Ho appreso che quest’anno la distribuzione di vitamina D con la vaccinazione antiinfluenzale sarà effettuata non con le solite 2 fiale da 300.000UI, ma con fiale da 100.000UI ogni due mesi per un numero totale di 6 fiale l’anno.

La spiegazione della commissione terapeutica regionale è che il bolo da 300.000 farebbe aumentare il rischio di frattura all’inizio del trattamento. E’ probabile che si faccia riferimento ad un lavoro australiano di Sanders del 2010 che notava un certo aumento del rischio di frattura (26%) dopo bolo da 500.000 (e non da 300.000 e quindi quasi il doppio!).

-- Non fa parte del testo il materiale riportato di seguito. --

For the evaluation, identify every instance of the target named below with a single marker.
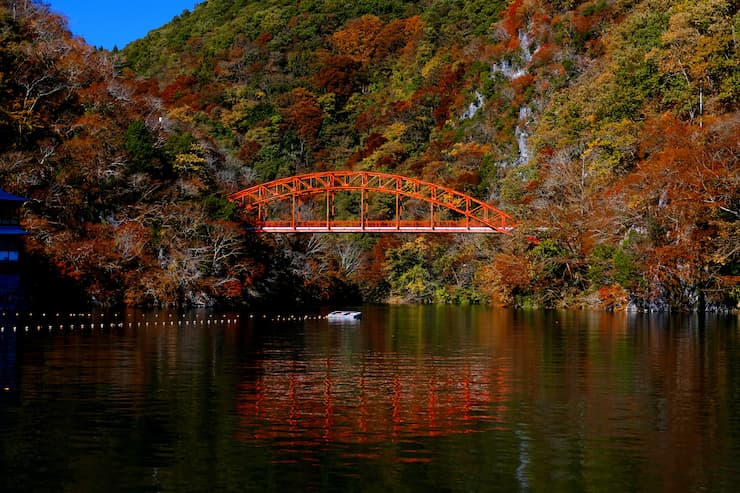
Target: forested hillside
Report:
(609, 129)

Non ho trovato altri riferimenti di letteratura validata recente sulla pericolosità dei boli in relazione all’aumento del rischio di frattura (la “finestra” della tossicità metabolica è molto ampia, anche boli di 2.000.000 assunti per sbaglio non hanno provocato problemi, Jody van den Ouweland 2014) anzi, le linee guida più accreditate consigliano somministrazione da 300.000 a 1.000.000 di UI per un mese negli stati carenziali.

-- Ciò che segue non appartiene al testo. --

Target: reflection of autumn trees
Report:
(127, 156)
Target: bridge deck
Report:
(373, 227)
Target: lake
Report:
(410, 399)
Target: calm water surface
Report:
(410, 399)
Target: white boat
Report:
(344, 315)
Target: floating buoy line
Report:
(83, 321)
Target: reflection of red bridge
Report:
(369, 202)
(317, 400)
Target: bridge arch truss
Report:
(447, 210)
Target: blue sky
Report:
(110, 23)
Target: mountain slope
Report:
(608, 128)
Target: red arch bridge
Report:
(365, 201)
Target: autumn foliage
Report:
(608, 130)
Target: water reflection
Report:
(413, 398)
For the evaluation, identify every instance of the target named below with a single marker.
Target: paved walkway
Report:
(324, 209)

Una strategia di salute pubblica preventiva rivolta alla popolazione generale deve avere requisiti di semplicità di somministrazione, oltreché di sicurezza: ormai da 10 anni la popolazione anziana della nostra regione era abituata ad assumere boli da 300.000 per 2 volte l’anno, ben più favorevoli alla compliance di 6 somministrazioni!

E’ comunque corretto che si ponga sempre il problema sicurezza, ma non possiamo sempre ricevere modalità operative che vengono a modificare comportamenti ormai acquisiti nei medici e nella popolazione (anziana…) senza argomentazioni e giustificazioni. Avremmo ricevuto volentieri lavori accreditati e paper di esperti ricercatori alla base delle nuove modalità di somministrazione, documentazione che certamente ha valutato e analizzato la Commissione terapeutica regionale.

Se si dà credito al lavoro del 2010, non poteva essere progettato un osservazionale sulla popolazione toscana, controllando dalla lista dei fratturati di femore (accessibilissima) quanti avevano assunto bolo da 300.000 nelle settimane precedenti? magari con l’aiuto della Medicina Generale?